La stamperia con cui produrre i documenti falsificati era quella individuata in un rudere di Cervaro. Era proprio lì, secondo gli inquirenti, che avveniva la “materializzazione” dei documenti alterati ma del tutto identici agli originali. Carta filigranata, timbri di vari uffici pubblici italiani ed esteri ovviamente contraffatti, bollini prismatici di motorizzazioni estere, patenti in bianco e files sorgente per la predisposizione di libretti di circolazione: così per i militari la documentazione fiscale e tecnica (quindi anche quella relativa alle schede e ai libretti) veniva realizzata e messa in circolazione. E in alcuni casi le “provvigioni” richieste per ogni auto arrivavano fino a 2.000 euro: «Ma per tutto?». «No, per ogni macchina. Ma senza targa».

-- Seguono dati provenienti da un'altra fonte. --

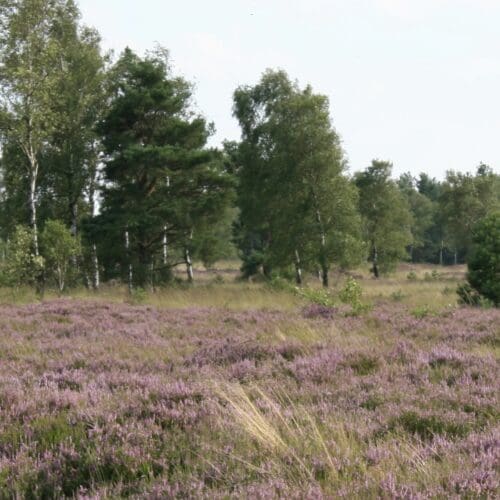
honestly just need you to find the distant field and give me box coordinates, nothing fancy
[0,264,498,497]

Secondo quanto accertato dalla Guardia di Finanza, la “provvigione” non era però fissa: in base a quanto rilevato nelle indagini, poteva essere in alcuni casi pari a 200 euro a vettura, in altri a 700. Fino, appunto, a salire (almeno nelle richieste) a 2.000 euro per i casi più “difficili”. Gli indagati, secondo la procura molisana, sapevano che il “lavoro” non era facile. E, a un certo punto lo si deduce dalle intercettazioni anche che il «”lavoro” sta per finire. È questione di giorni». Facendo intendere che occorreva sospendere, anzi chiudere, le attività. Secondo i magistrati molisani uno dei ruoli chiave è quello di Luigi Matrunola di San Vittore che «da una parte acquisiva richieste dei vari gruppi societari operanti nel settore della compravendita di auto in risparmio dell’Iva e, dall’altra, avrebbe diretto le varie fasi».
Per gli inquirenti, grazie a un lavoro certosino dei militari della Fiamme gialle, i ruoli erano ben disegnati: «Matrunola si sarebbe occupato dall’acquisizione delle varie pratiche auto da parte dei concessionari; Bifulci dello sblocco dei telati nell’Agenzia delle Entrate di Isernia; Iannone avrebbe curato la fase successiva all’immatricolazione, nelle varie motorizzazioni civili sostiene il gip al Dipartimento dei Trasporti Terrestri di Isernia e di altre città; Nardelli, invece, avrebbe avuto il compito di falsificare la documentazione». Poi c’erano Saidi, amministratore delle concessionarie nel Basso Lazio e altri amministratori del Napoletano. Oltre a Tedesco, a capo di una «società fornitrice degli autoveicoli in Repubblica Ceca, successivamente importati in Italia». Accuse, contestate agli indagati, ovviamente tutte da dimostrare.
I militari delle Fiamme gialle hanno scandagliato soprattutto messaggi WhatsApp e chat Messenger: in base sempre al costrutto accusatorio, le comunicazioni erano sempre molto attente. Difficilmente affidate ai “normali” canali: una precauzione che i militari hanno notato subito. E approfondito. Nella ponderosa attività d’indagine, però, anche alcune intercettazioni telefoniche, a completare il quadro già delineato attraverso vari sequestri documentali.